A former senior executive at Better.com alleged in a lawsuit that the online mortgage lender misled investors in financial filings and other representations it made as it attempts to go public, the Wall Street Journal reported. Sarah Pierce, Better.com’s former executive vice president for sales and operations, alleged in the suit that Chief Executive Vishal Garg and the company misrepresented Better.com’s business and prospects to keep investors onboard with a planned merger with a special-purpose acquisition company, or SPAC. The deal was agreed to in May 2021 and has yet to close. Ms. Pierce said in the suit that she was pushed out of her role at the company in February in retaliation for raising these issues. She has also filed a complaint alleging retaliation with the Occupational Safety and Health Administration under the Sarbanes-Oxley Act, according to a footnote in the suit. Better.com was a major winner of the boom in housing prices and mortgage refinancing that accompanied the pandemic and low interest rates. The company grew revenue nearly 10-fold to $876 million in 2020 from the year prior, posted a profit of $172 million and hired thousands as it rushed to keep up with the market, company filings said.
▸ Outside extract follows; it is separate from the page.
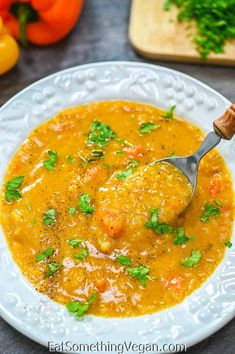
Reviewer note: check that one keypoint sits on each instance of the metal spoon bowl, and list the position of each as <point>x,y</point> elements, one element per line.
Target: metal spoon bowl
<point>224,127</point>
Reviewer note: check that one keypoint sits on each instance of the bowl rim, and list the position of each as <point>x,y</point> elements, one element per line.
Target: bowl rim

It raised $500 million from SoftBank Group Corp. last spring and weeks later said it planned to go public at a valuation of $7 billion. Better.com has since been rocked by the rise in interest rates and resulting sharp pullback in refinancings and a highly publicized controversy when Mr. Garg laid off 900 workers via a Zoom call in December. He took a brief leave after the call sparked an uproar. The company has laid off thousands more as the market for SPAC deals has also cooled.